If 60 of the new cases are not community based (i.e. they are in Care Homes and Meat Factories etc.) then you have one chance in 500,000. Given that less than 1% of infections take place outdoors then your chance of getting it on the beach is probably closer to 1 in 50 million. I'm sure my figures are wrong as I'm not taking everything into account but I bet I'm not that wrong. If you do get it and you are not in an at risk group you have less than a 1% chance of dying from it.  
Basically I'd be happy to walk on a beach without fearing for my life.

Shopping, now that's another matter; you are taking your life in your hands there.


----------



## elacsaplau (22 May 2020)

That's ridiculous, Purple!

Basically, you are saying that what you put into the shopping trolley (your eating habits) is more likely to impact on your longevity than whether you put your hands on the trolley or not....


----------



## Purple (22 May 2020)

elacsaplau said:


> That's ridiculous, Purple!
> 
> Basically, you are saying that what you put into the shopping trolley (your eating habits) is more likely to impact on your longevity than whether you put your hands on the trolley or not....


Ohhh, I'll use that. Thanks!


----------



## Leo (22 May 2020)

elacsaplau said:


> Basically, you are saying that what you put into the shopping trolley (your eating habits) is more likely to impact on your longevity than whether you put your hands on the trolley or not....

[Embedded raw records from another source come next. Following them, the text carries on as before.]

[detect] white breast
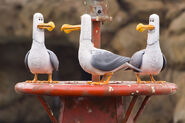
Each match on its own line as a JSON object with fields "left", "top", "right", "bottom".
{"left": 28, "top": 48, "right": 53, "bottom": 74}
{"left": 140, "top": 47, "right": 163, "bottom": 75}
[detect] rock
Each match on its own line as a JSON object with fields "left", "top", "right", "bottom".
{"left": 162, "top": 31, "right": 185, "bottom": 68}
{"left": 102, "top": 11, "right": 128, "bottom": 32}
{"left": 173, "top": 71, "right": 185, "bottom": 123}
{"left": 111, "top": 23, "right": 146, "bottom": 57}
{"left": 169, "top": 12, "right": 185, "bottom": 35}
{"left": 165, "top": 2, "right": 185, "bottom": 24}
{"left": 174, "top": 98, "right": 185, "bottom": 123}
{"left": 119, "top": 0, "right": 165, "bottom": 22}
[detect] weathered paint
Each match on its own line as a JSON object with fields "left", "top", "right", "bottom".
{"left": 15, "top": 81, "right": 177, "bottom": 96}
{"left": 92, "top": 20, "right": 101, "bottom": 82}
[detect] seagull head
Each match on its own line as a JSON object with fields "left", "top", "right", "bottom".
{"left": 60, "top": 14, "right": 92, "bottom": 34}
{"left": 61, "top": 14, "right": 92, "bottom": 42}
{"left": 136, "top": 14, "right": 159, "bottom": 33}
{"left": 33, "top": 13, "right": 55, "bottom": 32}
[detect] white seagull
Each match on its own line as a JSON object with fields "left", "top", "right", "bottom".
{"left": 61, "top": 14, "right": 141, "bottom": 85}
{"left": 130, "top": 14, "right": 167, "bottom": 83}
{"left": 25, "top": 13, "right": 59, "bottom": 83}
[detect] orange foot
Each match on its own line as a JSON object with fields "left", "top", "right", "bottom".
{"left": 88, "top": 81, "right": 109, "bottom": 85}
{"left": 40, "top": 81, "right": 59, "bottom": 83}
{"left": 25, "top": 80, "right": 38, "bottom": 83}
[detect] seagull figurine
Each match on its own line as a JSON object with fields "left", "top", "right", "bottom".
{"left": 25, "top": 13, "right": 59, "bottom": 83}
{"left": 130, "top": 14, "right": 167, "bottom": 83}
{"left": 61, "top": 14, "right": 141, "bottom": 85}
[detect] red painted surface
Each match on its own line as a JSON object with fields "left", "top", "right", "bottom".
{"left": 92, "top": 21, "right": 101, "bottom": 82}
{"left": 37, "top": 96, "right": 57, "bottom": 123}
{"left": 134, "top": 96, "right": 151, "bottom": 122}
{"left": 15, "top": 81, "right": 177, "bottom": 96}
{"left": 60, "top": 97, "right": 118, "bottom": 123}
{"left": 123, "top": 96, "right": 138, "bottom": 123}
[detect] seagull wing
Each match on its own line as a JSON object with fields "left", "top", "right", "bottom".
{"left": 161, "top": 54, "right": 167, "bottom": 71}
{"left": 130, "top": 49, "right": 145, "bottom": 69}
{"left": 24, "top": 50, "right": 30, "bottom": 69}
{"left": 91, "top": 49, "right": 140, "bottom": 72}
{"left": 47, "top": 50, "right": 59, "bottom": 71}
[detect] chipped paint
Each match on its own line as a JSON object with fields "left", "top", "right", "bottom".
{"left": 128, "top": 85, "right": 131, "bottom": 87}
{"left": 108, "top": 86, "right": 114, "bottom": 92}
{"left": 88, "top": 109, "right": 92, "bottom": 113}
{"left": 151, "top": 87, "right": 155, "bottom": 93}
{"left": 76, "top": 121, "right": 81, "bottom": 123}
{"left": 49, "top": 84, "right": 54, "bottom": 87}
{"left": 78, "top": 97, "right": 84, "bottom": 101}
{"left": 15, "top": 81, "right": 177, "bottom": 96}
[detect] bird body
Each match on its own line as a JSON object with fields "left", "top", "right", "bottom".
{"left": 130, "top": 14, "right": 166, "bottom": 83}
{"left": 25, "top": 13, "right": 58, "bottom": 83}
{"left": 140, "top": 44, "right": 163, "bottom": 75}
{"left": 76, "top": 14, "right": 141, "bottom": 84}
{"left": 62, "top": 14, "right": 141, "bottom": 84}
{"left": 28, "top": 41, "right": 53, "bottom": 74}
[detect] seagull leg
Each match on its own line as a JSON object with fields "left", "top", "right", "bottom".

That's actually an interesting point. To date this year we've had just over 1,300 premature COVID-19 related deaths, but in the same time, we've had around 4,000 diet related deaths due to cardiovascular disease alone.


----------



## elacsaplau (22 May 2020)

Leo said:


> That's actually an interesting point.



Jeepers, Leo - you sound surprised?!


----------



## Leo (22 May 2020)

elacsaplau said:


> Jeepers, Leo - you sound surprised?!



Sorry!! That does read badly, doesn't it   Unintentional of course, you have lots of interesting points.


----------



## Brendan Burgess (22 May 2020)

Odea said:


> Based on the number of new cases per day in Ireland, say 70. What are the mathematical chances of me picking up Covid-19 if walking on a beach that had 3000 people on it?



Hi Odea

While the risk of getting it on a beach is very small, your mathematical approach is wrong. 


The number of new cases confirmed per day is completely irrelevant. 

Your risk of contracting Covid depends on the numbers of people you interact with, where you interact with them, and how you interact with them.   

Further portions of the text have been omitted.